These financial instruments have numerous subspecies. A substantial part of these financial contracts is used in Islamic banking . The Accounting and Auditing Organization for Islamic Institutions (AAOIFI) , founded in Bahrain in February 1990, oversees the standardization of these contracts, the checking of their conformity with the Shari'a and the accounting . In 2016, the AAOIFI published 48 Shari'a standards, 26 accounting standards and 5 auditing standards .
documentation
From the point of view of the major international banks , the external financing is credit business . The non-Islamic credit institutions classify this debt financing as loans , the Islamic business partners as borrowers and the transaction as a credit transaction with credit risk . The Islamic business partners are given a rating . The loan agreements are based on the standard agreements of the Loan Market Association with the participation of international law firms . Conformity with Islamic law is ensured on the one hand by the AAOFI and on the other by Islamic legal opinions ( Arabic fatwa ) by legal scholars ( Arabic ʿUlamā ' ).
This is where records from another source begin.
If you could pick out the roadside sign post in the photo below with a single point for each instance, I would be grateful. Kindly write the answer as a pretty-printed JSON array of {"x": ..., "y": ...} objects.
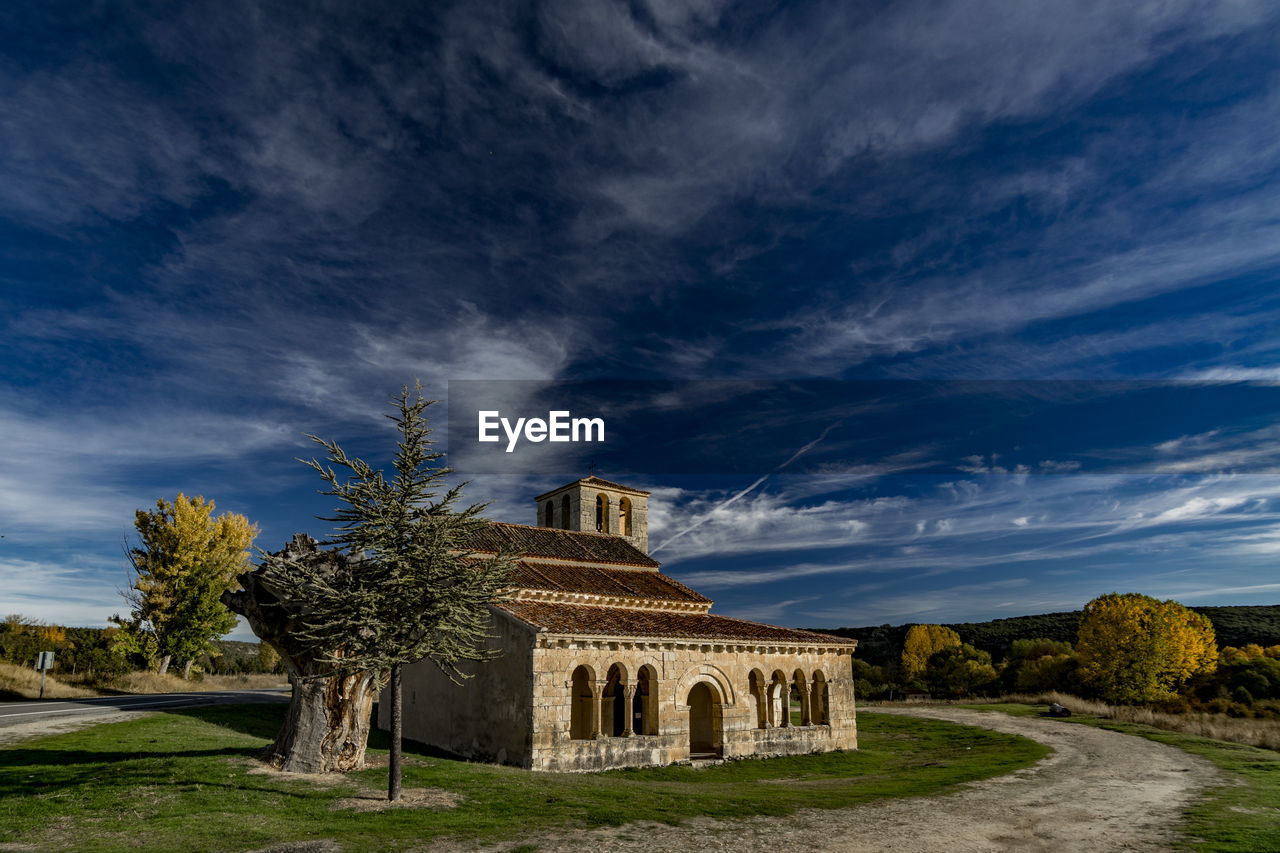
[{"x": 44, "y": 662}]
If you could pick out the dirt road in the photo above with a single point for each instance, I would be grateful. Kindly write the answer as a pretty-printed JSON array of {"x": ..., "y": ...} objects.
[{"x": 1100, "y": 790}]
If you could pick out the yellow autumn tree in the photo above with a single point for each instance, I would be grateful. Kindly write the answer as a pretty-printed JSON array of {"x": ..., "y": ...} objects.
[
  {"x": 923, "y": 642},
  {"x": 1136, "y": 648},
  {"x": 186, "y": 560}
]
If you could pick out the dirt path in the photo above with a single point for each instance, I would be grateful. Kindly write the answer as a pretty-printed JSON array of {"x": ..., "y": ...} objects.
[
  {"x": 21, "y": 731},
  {"x": 1100, "y": 790}
]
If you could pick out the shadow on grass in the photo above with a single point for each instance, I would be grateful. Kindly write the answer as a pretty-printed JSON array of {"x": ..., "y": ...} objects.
[{"x": 255, "y": 720}]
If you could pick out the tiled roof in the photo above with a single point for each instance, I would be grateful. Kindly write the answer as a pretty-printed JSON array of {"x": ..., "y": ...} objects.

After IFRS prepare balance sheets of major international banks may these transactions after the accounting principle of the primacy of content over the form ( English substance over form , economic approach , as IFRS 9, 10) won as interest-bearing loans.
literature
- Daniel K. Bergmann: Islamic Banking. BoD, 2008, ISBN 978-3-8334-8974-7 .
- Hatem Imran: Islamic Business Law. Norms and principles of an alternative economic system. Salzwasser Verlag, 2008, ISBN 978-3-86741-092-2 .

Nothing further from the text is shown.